Imagination, perhaps, would not err, if going back a few centuries, we could depict scenes similar to this as often enacted upon the flat summit of Nanih Waiya. And, perhaps, the superstitious reverence which the Choctaws have ever manifested towards this mound may be a dim traditionary reminiscence of its once having been a great tribal center of solar worship. The aboriginal mind, in sun-worship, from viewing the sun as the Father of Life, as without the light and warmth of the sun nothing would spring into existence, no doubt instinctively turned to the earth as the Mother of Creation. If there was a father there must be a mother. In the course of time, what more natural that the pre-historic villagers living at the base of Nanih Waiya, with its tremendous pile ever looming up before their eyes, should finally come to regard it as the mother of their race. As far back as history and tradition run, Nanih Waiya has ever thus been regarded by the untutored Choctaws of Mississippi. During the various emigrations from the State, many Choctaws declared that they would never go west and abandon their mother; and that just as long as Nanih Waiya stood, they intended to stay and live in the land of their nativity.

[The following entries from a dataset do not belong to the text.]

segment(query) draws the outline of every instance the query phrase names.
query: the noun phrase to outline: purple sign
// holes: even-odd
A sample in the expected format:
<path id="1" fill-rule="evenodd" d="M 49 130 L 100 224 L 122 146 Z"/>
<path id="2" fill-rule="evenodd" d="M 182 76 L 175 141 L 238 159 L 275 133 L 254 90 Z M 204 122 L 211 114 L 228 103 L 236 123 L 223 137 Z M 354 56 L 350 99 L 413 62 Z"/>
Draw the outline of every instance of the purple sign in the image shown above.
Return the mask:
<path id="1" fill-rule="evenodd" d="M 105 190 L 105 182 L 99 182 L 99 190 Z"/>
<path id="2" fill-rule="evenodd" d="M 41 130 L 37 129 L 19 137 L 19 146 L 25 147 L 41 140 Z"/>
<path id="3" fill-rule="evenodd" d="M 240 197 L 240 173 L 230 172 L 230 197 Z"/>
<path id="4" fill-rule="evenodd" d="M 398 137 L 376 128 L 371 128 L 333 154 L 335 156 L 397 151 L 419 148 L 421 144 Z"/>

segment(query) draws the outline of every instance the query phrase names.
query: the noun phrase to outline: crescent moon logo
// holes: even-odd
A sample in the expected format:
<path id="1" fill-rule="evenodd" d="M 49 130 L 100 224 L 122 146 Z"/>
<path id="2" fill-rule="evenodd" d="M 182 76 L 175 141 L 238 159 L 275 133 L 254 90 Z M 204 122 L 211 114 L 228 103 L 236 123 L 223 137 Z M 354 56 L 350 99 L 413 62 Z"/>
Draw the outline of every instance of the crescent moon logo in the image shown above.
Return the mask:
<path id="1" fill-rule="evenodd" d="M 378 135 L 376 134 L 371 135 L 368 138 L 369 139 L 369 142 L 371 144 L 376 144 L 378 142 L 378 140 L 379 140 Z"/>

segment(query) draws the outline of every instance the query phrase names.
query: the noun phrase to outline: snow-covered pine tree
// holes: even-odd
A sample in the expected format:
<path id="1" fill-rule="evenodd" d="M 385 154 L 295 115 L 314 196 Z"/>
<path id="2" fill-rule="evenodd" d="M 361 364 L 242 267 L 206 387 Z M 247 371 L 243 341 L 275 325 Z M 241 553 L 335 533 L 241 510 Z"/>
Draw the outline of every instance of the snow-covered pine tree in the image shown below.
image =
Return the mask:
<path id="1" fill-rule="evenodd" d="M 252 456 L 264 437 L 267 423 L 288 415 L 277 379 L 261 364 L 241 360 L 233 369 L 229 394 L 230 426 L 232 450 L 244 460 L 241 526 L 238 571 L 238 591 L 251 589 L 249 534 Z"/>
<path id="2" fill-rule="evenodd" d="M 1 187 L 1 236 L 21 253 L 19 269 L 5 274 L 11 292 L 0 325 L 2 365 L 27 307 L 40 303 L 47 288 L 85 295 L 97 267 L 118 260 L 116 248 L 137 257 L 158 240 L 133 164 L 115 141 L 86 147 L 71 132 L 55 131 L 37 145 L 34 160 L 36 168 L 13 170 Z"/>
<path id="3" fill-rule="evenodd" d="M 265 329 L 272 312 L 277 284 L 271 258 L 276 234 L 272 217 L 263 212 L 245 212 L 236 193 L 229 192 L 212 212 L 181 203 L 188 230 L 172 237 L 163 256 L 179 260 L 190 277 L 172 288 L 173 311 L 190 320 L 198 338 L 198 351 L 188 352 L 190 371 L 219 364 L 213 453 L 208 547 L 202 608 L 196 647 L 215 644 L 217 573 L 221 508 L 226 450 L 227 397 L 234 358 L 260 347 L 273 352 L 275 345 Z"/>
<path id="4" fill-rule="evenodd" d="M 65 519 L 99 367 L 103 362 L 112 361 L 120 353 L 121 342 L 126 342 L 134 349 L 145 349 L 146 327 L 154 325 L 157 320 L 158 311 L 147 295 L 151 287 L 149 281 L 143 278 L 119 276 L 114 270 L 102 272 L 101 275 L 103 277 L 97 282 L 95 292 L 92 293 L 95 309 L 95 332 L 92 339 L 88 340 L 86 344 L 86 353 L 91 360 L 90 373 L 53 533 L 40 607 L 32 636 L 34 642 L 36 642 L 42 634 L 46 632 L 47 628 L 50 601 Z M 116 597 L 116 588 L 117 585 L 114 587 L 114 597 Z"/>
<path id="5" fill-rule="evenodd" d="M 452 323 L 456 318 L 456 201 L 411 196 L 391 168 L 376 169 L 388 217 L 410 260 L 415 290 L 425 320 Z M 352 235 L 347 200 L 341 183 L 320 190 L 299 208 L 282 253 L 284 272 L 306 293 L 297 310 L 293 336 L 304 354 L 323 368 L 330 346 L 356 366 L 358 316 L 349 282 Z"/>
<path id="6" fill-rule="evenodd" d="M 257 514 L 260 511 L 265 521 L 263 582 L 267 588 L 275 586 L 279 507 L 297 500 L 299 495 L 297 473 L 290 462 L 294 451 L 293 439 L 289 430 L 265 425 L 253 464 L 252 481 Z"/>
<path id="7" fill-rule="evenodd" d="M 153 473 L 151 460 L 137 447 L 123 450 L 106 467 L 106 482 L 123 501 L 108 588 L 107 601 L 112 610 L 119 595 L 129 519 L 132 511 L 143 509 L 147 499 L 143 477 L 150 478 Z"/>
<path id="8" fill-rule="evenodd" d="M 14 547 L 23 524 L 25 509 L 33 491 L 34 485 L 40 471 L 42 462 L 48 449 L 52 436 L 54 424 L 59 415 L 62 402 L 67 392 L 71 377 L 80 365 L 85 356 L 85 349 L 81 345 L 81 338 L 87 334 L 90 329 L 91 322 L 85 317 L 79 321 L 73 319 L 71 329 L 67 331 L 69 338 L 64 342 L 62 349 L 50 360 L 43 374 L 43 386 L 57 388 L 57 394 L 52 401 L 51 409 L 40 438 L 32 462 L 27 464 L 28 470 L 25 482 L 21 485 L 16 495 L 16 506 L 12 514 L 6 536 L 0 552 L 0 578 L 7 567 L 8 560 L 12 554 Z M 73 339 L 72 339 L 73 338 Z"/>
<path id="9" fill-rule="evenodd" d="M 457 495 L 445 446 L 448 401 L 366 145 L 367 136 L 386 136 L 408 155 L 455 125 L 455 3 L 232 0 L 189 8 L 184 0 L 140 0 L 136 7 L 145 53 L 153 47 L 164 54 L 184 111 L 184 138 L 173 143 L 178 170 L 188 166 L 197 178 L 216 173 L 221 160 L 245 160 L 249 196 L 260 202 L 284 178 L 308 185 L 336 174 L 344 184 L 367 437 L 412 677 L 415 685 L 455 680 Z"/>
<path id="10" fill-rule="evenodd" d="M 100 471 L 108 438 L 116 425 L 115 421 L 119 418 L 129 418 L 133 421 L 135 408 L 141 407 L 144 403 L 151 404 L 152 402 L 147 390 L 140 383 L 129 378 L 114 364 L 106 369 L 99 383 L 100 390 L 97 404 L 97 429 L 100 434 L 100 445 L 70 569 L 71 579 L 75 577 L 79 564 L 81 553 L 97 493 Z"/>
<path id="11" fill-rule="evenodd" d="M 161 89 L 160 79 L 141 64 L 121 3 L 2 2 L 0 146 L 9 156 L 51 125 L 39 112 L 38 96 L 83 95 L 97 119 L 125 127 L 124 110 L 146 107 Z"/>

There is another evidence that Nanih Waiya was a great national center during the pre-historic period. The ravages of civilization have still spared some traces of two broad, deeply worn roads or highways connected with the mound, in which now stand large oak trees. The remnant of one of these highways, several hundred yards long, can be seen on the east side of the creek, running toward the southeast. The other is on the west side of the creek, the traces nearest the mound being at the northeastern part of the rampart, thence running towards the north. Many years ago this latter road was traced by an old citizen of Winston county full twenty miles to the north until it was lost in Noxubee swamp, in the northeastern part of Winston County. These are the sole traces of the many highways, that no doubt, in pre-historic times, centered at Nanih Waiya.